The Jubail refinery joint venture with Total has also slipped behind schedule, with commercial operations now scheduled for March 2013, though various contracts have been awarded, including the contract to build the basic infrastructure for the construction site.

The delay in the award of big multi-billion dollar EPC contracts will add to the pressure on players such as Hyundai Heavy Industries and Technip, or on power project turbine suppliers such as General Electric, who will be happy to have signed contracts in late 2008 rather than see negotiations run into the far more difficult environment of 2009.

EPCs pressured on price again

The savings to be made from sponsors are likely to be considerable. For example, in October 2008 Hyundai signed a $1.7 billion deal as sole EPC contractor to build an IWPP in Bahrain for a consortium led by Suez Energy International and Gulf Investment Corporation. The offtaker for the Al Dur project is the Electricity and Water Authority EWA of Bahrain.

As usual the contract was awarded on a turnkey basis, including design, supply, construction, commissioning and testing, with handover scheduled for 2011.

Bankers suggest that big EPC contractors may be under pressure to reduce their bids by around 10% from 2008 levels. In the case of a $2 billion IWPP, those savings of around $200m will be very valuable in helping claw back some of the costs of higher bank debt, which is expected to have risen by around 100bp as and when lending actually re-starts.

The financing solution for Al Dur is for the lead arrangers Calyon, Standard Chartered and Mashreq to syndicate a mini-perm. Elsewhere in the GCC region other projects are being temporarily financed on a short term basis with bridge loans, as is the case with a nine month $900 million bridge loan for the Shuweihat 2 IWPP, with ADWEA as offtaker. Pricing on this loan is around the 200bp level.
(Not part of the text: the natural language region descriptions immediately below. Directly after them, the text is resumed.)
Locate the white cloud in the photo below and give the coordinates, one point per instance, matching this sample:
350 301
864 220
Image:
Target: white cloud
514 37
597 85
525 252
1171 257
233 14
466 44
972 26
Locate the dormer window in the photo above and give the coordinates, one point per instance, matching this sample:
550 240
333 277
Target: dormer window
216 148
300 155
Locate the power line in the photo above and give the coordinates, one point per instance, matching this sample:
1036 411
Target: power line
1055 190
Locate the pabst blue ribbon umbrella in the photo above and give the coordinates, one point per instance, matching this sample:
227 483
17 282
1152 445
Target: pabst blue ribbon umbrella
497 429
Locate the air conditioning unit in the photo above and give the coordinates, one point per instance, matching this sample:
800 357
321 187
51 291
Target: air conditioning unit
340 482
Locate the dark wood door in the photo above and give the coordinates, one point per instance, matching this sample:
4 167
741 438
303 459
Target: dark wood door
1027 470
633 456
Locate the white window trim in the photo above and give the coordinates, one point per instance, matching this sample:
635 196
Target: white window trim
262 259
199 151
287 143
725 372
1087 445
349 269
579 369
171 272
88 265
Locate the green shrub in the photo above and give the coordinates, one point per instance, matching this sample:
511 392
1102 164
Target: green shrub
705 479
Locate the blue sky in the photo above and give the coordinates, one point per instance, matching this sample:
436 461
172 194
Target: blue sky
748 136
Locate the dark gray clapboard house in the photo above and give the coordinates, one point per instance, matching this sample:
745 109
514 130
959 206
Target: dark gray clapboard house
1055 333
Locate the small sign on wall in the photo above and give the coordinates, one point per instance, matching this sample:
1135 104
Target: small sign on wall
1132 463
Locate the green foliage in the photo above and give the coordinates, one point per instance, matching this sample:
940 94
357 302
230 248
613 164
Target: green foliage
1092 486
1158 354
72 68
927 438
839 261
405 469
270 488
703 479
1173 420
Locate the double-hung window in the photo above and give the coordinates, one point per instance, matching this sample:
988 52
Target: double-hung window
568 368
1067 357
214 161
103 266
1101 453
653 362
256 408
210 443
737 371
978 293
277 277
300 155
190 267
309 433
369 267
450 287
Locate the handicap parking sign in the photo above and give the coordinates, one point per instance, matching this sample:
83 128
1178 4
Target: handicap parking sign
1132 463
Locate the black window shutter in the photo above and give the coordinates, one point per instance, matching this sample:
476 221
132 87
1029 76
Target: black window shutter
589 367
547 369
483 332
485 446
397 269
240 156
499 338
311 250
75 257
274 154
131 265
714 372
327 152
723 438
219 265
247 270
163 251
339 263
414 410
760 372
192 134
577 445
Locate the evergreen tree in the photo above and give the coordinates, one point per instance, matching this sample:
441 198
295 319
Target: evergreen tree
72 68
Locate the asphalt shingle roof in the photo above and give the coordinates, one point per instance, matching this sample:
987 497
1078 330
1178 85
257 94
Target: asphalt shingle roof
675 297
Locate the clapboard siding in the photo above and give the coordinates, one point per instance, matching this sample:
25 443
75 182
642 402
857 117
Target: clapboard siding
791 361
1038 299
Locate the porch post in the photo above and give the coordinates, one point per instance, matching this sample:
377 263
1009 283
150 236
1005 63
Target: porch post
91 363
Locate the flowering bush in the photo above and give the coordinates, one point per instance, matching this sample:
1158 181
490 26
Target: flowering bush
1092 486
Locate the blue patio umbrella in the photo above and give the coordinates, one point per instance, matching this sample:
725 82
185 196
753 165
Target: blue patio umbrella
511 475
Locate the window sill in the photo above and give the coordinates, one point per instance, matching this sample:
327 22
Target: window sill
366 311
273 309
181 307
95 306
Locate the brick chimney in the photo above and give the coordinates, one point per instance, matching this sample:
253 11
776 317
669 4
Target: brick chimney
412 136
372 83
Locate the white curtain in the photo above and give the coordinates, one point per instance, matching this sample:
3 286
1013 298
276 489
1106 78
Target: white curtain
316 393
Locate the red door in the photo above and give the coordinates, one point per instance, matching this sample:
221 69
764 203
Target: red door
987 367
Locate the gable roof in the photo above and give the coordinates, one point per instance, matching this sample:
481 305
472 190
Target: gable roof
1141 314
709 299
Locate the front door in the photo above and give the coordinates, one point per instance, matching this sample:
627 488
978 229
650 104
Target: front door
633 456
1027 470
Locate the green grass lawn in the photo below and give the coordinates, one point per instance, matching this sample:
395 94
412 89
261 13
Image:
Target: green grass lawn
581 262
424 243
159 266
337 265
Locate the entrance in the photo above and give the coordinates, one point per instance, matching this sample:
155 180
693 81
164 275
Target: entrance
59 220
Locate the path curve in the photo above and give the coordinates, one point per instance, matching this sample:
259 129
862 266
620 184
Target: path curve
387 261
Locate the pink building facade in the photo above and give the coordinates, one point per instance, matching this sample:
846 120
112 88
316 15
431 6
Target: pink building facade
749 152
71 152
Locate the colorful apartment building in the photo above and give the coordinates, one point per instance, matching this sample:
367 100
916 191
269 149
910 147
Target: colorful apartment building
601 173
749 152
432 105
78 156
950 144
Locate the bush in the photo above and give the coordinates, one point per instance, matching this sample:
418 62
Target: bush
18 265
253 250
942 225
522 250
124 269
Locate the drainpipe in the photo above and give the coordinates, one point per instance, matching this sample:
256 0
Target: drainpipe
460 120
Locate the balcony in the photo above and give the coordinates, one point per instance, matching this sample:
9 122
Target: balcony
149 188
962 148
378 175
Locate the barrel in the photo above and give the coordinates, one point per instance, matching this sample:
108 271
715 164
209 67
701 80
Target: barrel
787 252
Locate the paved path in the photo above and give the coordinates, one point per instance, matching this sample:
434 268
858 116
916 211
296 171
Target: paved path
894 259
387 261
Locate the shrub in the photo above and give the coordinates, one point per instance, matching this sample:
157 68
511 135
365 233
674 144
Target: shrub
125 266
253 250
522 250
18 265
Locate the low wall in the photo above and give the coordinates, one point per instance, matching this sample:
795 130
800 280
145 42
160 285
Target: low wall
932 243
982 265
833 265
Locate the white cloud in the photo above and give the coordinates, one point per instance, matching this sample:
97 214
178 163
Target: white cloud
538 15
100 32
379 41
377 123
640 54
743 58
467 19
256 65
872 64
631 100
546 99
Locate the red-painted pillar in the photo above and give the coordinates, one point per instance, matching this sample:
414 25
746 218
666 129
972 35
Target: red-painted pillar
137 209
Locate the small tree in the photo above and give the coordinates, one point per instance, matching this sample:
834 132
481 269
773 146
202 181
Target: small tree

"Sponsors are trying to reduce EPC costs, and because of the global downturn contractors are looking to win some business and get paid," comments an Emirates based banker. "Project sponsors who do not have deep pockets may have to wait, but sponsors with a lot of financial muscle will be able to go ahead – but will push down EPC prices since they are paying more for debt. It is an extra-ordinary situation where all parties are trying to renegotiate."

So far the biggest single casualty of the global crisis has been the cancellation of the $17.4 billion petrochemicals joint venture between Kuwait and Dow Chemical. The new joint venture was supposed to help them capture a bigger share of the global chemicals market, but the terms of the deal generated a lot of controversy within Kuwait, and the deal was scrapped in the final days of 2008.

Also in December, Rio Tinto Alcan announced that it was pulling out of a $7 billion aluminium project in Saudi Arabia, because of the effects of the weakening global economy. The joint venture was with Saudi Arabian Mining Company, Maaden.

But for most project sponsors the preference will be to push back construction start or try to re-negotiate contract terms rather than have a high profile deal fall through.

"Sponsors need to square the circle of how to put a project in place which needs more equity, and where debt is much more expensive, but which still makes a decent IRR," comments a banker in Dubai. "Some sponsors may be delaying negotiations to get a cheaper EPC contract, but the overriding problem for most projects remains the lack of bank debt. There is a much reduced liquidity pool, and the banks that are still in do not wish to underwrite or go out long on tenor."

"GCC governments will want to push through some important projects with government funding," he says. "But for non-recourse projects it is an incredibly difficult situation, and everything is going to take a long time to put in place."